If you want to discover the most delicious traditional dishes study Top 10 Isfahan's dishes.
You can discover the true Isfahan culture while you are strolling through the streets, squares, and historic sites. Isfahan is definitely one of the most popular Iranian tourist destinations. A walking tour of Isfahan will surely familiarize you with the traditional atmosphere and some of the most impressive monuments of this beautiful city. A daily walking tour around Imam Khomeini Square formerly known as Naqsh-e-Jahan (image of the world), with several magnificent tourist attractions around it will guide you to a deep part of Isfahan's history.
If you travel to Isfahan for its Islamic architecture, bazaar, crafts, gardens, and people, a walking tour of Isfahan is the very city tour that you need. It will take half a day or one day but will impress you with the most advanced varieties and examples of Islamic architecture in Iran.
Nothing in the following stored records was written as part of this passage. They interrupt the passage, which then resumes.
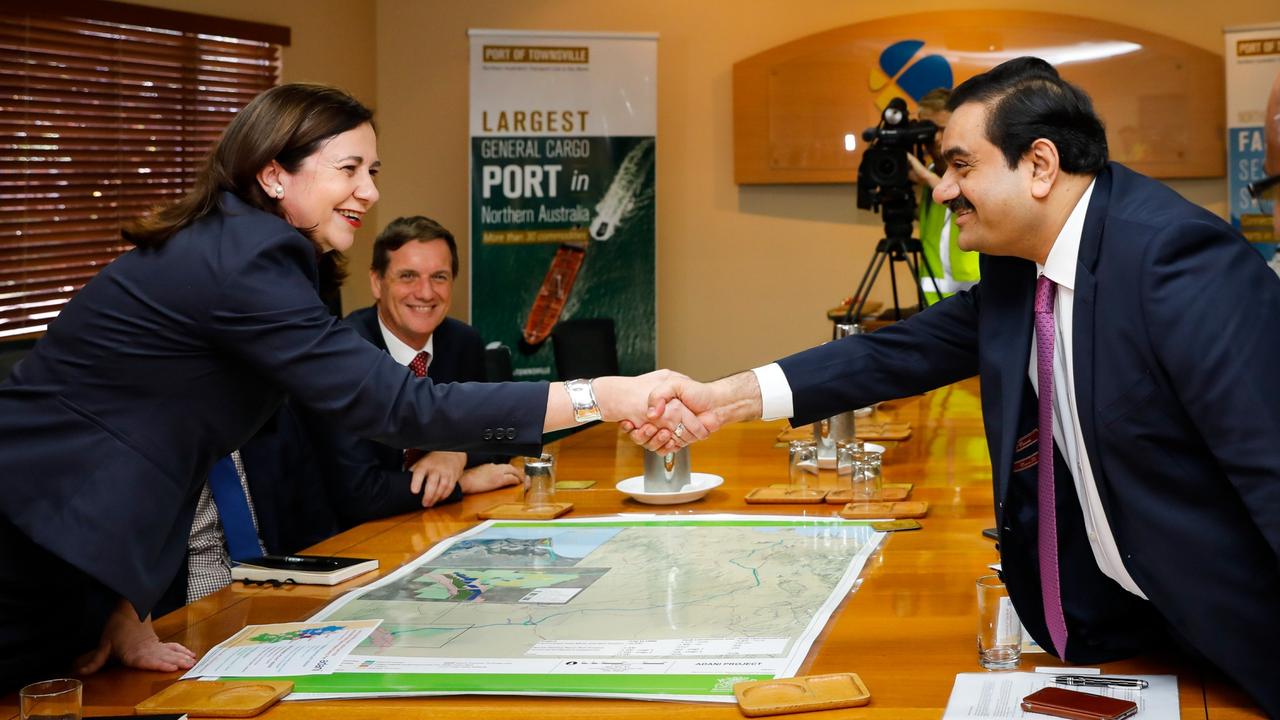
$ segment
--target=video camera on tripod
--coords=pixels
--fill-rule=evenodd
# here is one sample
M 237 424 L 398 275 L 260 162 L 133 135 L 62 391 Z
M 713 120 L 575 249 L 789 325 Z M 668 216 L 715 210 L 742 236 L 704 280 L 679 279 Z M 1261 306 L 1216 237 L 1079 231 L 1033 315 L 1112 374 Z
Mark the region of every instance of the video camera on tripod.
M 911 236 L 916 217 L 916 188 L 909 175 L 907 153 L 923 160 L 937 132 L 938 126 L 928 120 L 912 120 L 902 98 L 890 100 L 880 114 L 880 124 L 862 131 L 862 139 L 872 144 L 863 151 L 862 162 L 858 164 L 858 207 L 881 213 L 885 236 L 876 245 L 875 255 L 854 292 L 855 302 L 849 304 L 845 313 L 846 323 L 861 317 L 865 293 L 875 284 L 886 258 L 893 283 L 894 319 L 902 319 L 902 309 L 898 304 L 898 280 L 893 263 L 905 262 L 912 277 L 918 277 L 923 262 L 925 271 L 933 276 L 928 260 L 921 254 L 920 241 Z M 928 301 L 918 283 L 916 294 L 923 308 Z
M 862 131 L 862 139 L 872 145 L 858 165 L 858 207 L 872 212 L 884 208 L 888 237 L 911 237 L 916 190 L 908 175 L 907 153 L 923 161 L 937 132 L 938 126 L 928 120 L 910 119 L 902 98 L 889 101 L 879 125 Z

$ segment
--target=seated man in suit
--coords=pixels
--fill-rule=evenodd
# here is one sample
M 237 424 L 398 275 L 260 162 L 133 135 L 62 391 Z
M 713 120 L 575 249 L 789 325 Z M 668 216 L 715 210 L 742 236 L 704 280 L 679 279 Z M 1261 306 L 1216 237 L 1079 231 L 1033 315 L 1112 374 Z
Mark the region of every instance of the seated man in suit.
M 483 381 L 484 344 L 447 317 L 458 275 L 453 234 L 429 218 L 397 218 L 373 244 L 376 300 L 344 321 L 397 362 L 437 383 Z M 515 485 L 509 458 L 393 448 L 320 427 L 325 480 L 341 528 Z

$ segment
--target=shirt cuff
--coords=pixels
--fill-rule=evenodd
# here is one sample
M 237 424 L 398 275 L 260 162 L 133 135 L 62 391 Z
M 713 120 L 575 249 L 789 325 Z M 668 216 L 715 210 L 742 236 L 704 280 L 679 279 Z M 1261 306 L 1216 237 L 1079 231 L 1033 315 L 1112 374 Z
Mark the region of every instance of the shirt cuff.
M 760 414 L 762 420 L 789 418 L 795 414 L 791 403 L 791 383 L 778 363 L 769 363 L 751 372 L 760 384 Z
Tea has a deep and rooted culture in Iran. This magical drink in Iran can lead you into the depths of Iranian culture and intense friendship. So sometimes you are invited to have tea in a shop or at home. This is the same Iranian hospitality culture that fascinates every tourist. Never miss this opportunity. Repeated and regular city tours in Isfahan can be overwhelming. So sometimes you need a cozy place to relax and stay away from repetitive questions and curious looks.
Ready to drink coffee or tea and just want to relax? Then head to one of these cafes for a good coffee or tea! The best places to give you a cup of tea in a historic and pleasant atmosphere are the cafes around the Naghsh e Jahan square. Qeytarieh Teahouse, Azadegan Teahouse, Si o se pol or Bridge Teahouse, Abbasi Hotel Teahouse, Shant Coffee in the Jolfa area, Sibil Coffee, and Café Roozegar are the best places for this exciting experience.
As one of the most modern cities in Iran, tourist attractions are not the only things for which Isfahan is known. From traditional bazaars to hyper-modern shopping centers, you can find almost anything you want in this big city.